What motivates this definition of the interval object in the category of chain complexes? nLab unfortunately didn't have any references with which I could read more about it. It mentions it as a special case of a "normalized chain complex of the simplicial chains on the simplicial 1-simplex:" but this reads like a word salad to me. I don't understand clearly what its connection is at all.
I don't know much about homotopy theory but as far as model categories go it doesn't use a notion of an interval.
Question 1: What motivates the particular definition of interval object given in the nLab article?
Question 2: Can we work formally in the language of homotopy theory? i.e. are interval objects needed to derive, say the homotopy cofiber sequence categorically? Or can we do it without them
This may not be what you expect but I still put it as an answer. From my experience, if you want to do homotopy theory (or at least model categories), it is good to have notions of cylinder objects and path objects. The best situation is to have an interval and then as you noticed, we can tensor the interval to creat cylinder objects.

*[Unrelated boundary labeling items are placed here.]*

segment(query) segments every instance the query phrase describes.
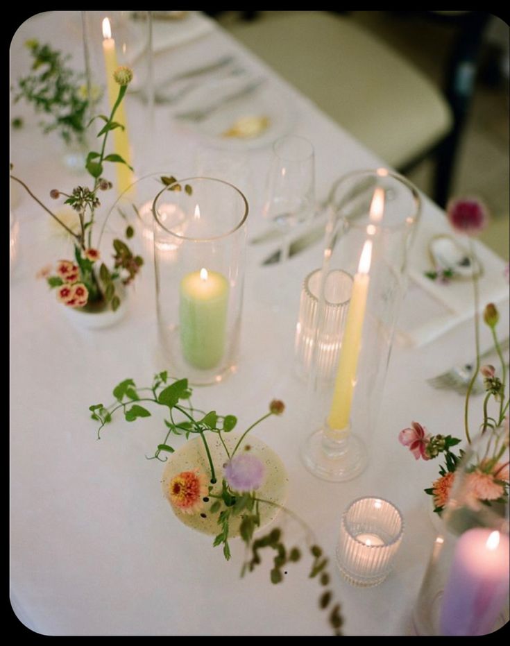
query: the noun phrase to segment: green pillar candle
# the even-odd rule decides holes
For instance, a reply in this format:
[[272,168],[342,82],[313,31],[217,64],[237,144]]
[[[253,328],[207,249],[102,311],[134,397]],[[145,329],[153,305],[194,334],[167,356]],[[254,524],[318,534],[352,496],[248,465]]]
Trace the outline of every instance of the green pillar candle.
[[216,271],[202,269],[180,282],[180,344],[186,361],[208,370],[219,363],[225,350],[228,282]]

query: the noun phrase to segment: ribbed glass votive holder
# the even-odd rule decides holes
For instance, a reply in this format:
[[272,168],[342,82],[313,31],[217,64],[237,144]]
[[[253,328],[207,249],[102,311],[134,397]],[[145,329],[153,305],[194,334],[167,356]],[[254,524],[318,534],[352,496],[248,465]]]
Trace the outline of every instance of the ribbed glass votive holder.
[[357,498],[342,515],[337,562],[353,586],[378,586],[391,570],[404,531],[398,509],[383,498]]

Now if you know some model categories, then you may know that the homotopy theory of chain complexes and the homotopy theory of simplicial sets are not so different. The reason lies in the famous theorem called Dold-Kan correspondence. There is an equivalences of categories, with one direction is the normalized complex $$N \colon \mathbf{Ab}^{\Delta^{op}} \longrightarrow \mathbf{Ch}_{\geq 0}(\mathbb{Z})$$ where the LHS is the category of simplicial abelian groups, and the RHS is the category of complexes of $\mathbb{Z}$-modules (you can replace $\mathbb{Z}$ with any ring, or even abelian categories). There is also an adjunction $$(\text{free},\text{forget}) \colon \mathbf{Set}^{\Delta^{op}} \longrightarrow \mathbf{Ab}^{\Delta^{op}}$$ where LHS is simplicial sets, given by the free functor and the forgetful functor between sets and abelian groups. If you can convince yourself that simplicial sets are not different from topological spaces (in fact, their homotopy categories are equivalence), then the unit interval in $\mathbf{Set}^{\Delta^{op}}$ "should" be $\Delta[1]$ and therefore the interval in $\mathbf{Ab}^{\Delta^{op}}$ "should" be $\mathbb{Z}[\Delta[1]]$. In terms of the Dold-Kan correspondence, the unit interval of $\mathbf{Ch}(\mathbb{Z})$ "should" be $N(\mathbb{Z}[\Delta[1]])$.